I wish there was a confirmed authentic source for this rumor.  Even with that it would be difficult to believe.  This sounds more like Google experiment than Cyprus public transportation roadmap.  Great news if it will ever get implemented!

Limassol buses information

Finally, Limassol is joining a list of pretty much every city on this planet that has a system of public transportation!  Lots of new buses, new routes, new tickets, new passengers – all that is exciting.  I’ve been waiting for this and now I’m happy to see how it grows and improves.  From a myth of bus system, it turned into a real bus network.  It’s true that not everything is covered yet, and that most people still prefer to drive their own cars, but I see light in the end of the tunnel.  I’m full of hope.  And I say – just give it time.  And we’ll have an alternative to personal cars and expensive taxis.

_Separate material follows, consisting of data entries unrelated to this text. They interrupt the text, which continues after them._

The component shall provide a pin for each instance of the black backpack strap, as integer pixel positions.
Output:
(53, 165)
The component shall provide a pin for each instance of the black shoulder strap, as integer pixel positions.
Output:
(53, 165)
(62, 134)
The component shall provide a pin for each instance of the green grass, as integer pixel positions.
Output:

I have tried the new bus system myself.  Together with my son Maxim we took a test ride to grandma’s and back.  The funny bit was when were heading back home, we had a choice of either going back by bus or getting a lift by my brother.  When presented with these options, Maxim chose a bus.  And I don’t see why not.  The buses are new and comfortable.  We already paid for a daily ticket.  There is practically no waiting time.  And it’s all exciting and new.

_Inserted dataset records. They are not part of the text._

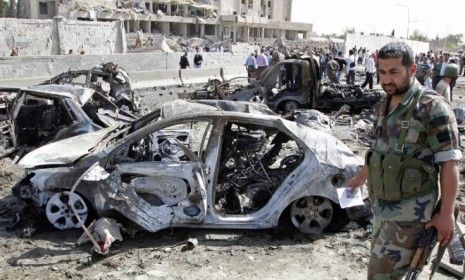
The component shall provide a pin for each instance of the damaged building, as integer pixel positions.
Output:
(237, 20)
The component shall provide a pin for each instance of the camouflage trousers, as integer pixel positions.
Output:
(392, 247)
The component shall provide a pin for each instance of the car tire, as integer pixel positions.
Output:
(290, 106)
(60, 215)
(315, 214)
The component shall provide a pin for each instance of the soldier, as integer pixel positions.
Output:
(416, 141)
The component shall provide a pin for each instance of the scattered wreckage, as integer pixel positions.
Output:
(34, 116)
(69, 104)
(210, 163)
(293, 84)
(108, 79)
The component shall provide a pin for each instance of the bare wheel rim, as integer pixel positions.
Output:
(312, 214)
(59, 213)
(291, 106)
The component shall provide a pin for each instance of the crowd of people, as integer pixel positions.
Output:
(198, 58)
(437, 71)
(257, 61)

The only issue I noticed with the new system is that nobody knows which routes are there, where buses stop, and how often they go.  Except for route 30, which goes along the seaside from La Meridian Hotel to the New Port of Limassol and back.  Gladly, there is a website now that solves the problem with detailed information on all routes, bus stops, timetables, ticket prices, and more – . Not only the website is in both Greek and English, but it’s a nice showcase of how WordPress can be used for a non-blog.

On public transport in Cyprus

Often, when I talk to my friends abroad, I hear that we have it too good here, in Cyprus.  As one of the example, they say that everyone has a car.  And while I don’t disagree – the life in Cyprus is good indeed – I often find it hard to explain that a car here is more than just a convenience.  It’s a necessity.

I also understand why it is difficult to grasp the idea for those who’ve never been in Cyprus.  Many of them can’t imagine a city with no public transport at all.  Public transport is a norm pretty much everywhere you go.  But not in Cyprus.

Finally, I now have a link to send to those friends of mine, who find it difficult to believe me.  Cyprus Mail runs an article with some statistics.  These are Nicosia-based, but I don’t think Limassol or any other city on the island would be much different.

Nicosia also stood out with 84 per cent of respondents saying they never used public transport. Only a minority – four per cent – used public transport to commute in Nicosia with 91 per cent travelling by car or motorcycle. Just five per cent walked or cycled to work.

The future is expensive. Very expensive.

Again, news from Slashdot:

“The City Car, a design project under way at the Massachusetts Institute of Technology, is envisioned as a two-seater electric vehicle powered by lithium-ion batteries. It would weigh between 1,000 and 1,200 pounds and could collapse, then stack like a shopping cart with six to eight fitting into a typical parking space. It isn’t just a car, but is designed as a system of shared cars with kiosks at locations around a city or small community.”

Here is one of the ways I see it:

  • most families won’t be able to afford children (“two-seater electric vehicle”)
  • most families won’t be able to afford petrol powered cars (“powered by lithium-ion batterries”)
  • most families won’t be able to afford their own cars (“shared cars”)
  • most families won’t be able to afford parking spaces (“six to eight fitting into a typical parking space”)

I’m glad that science in general and MIT in particular are here to help us survive in the future.

P.S.: by the way, most families won’t be able to afford university education either, so MIT is giving out for free already – MIT OpenCourseWare.

P.P.S.: yes, I’m just kidding.  The stuff linked to from above is cool.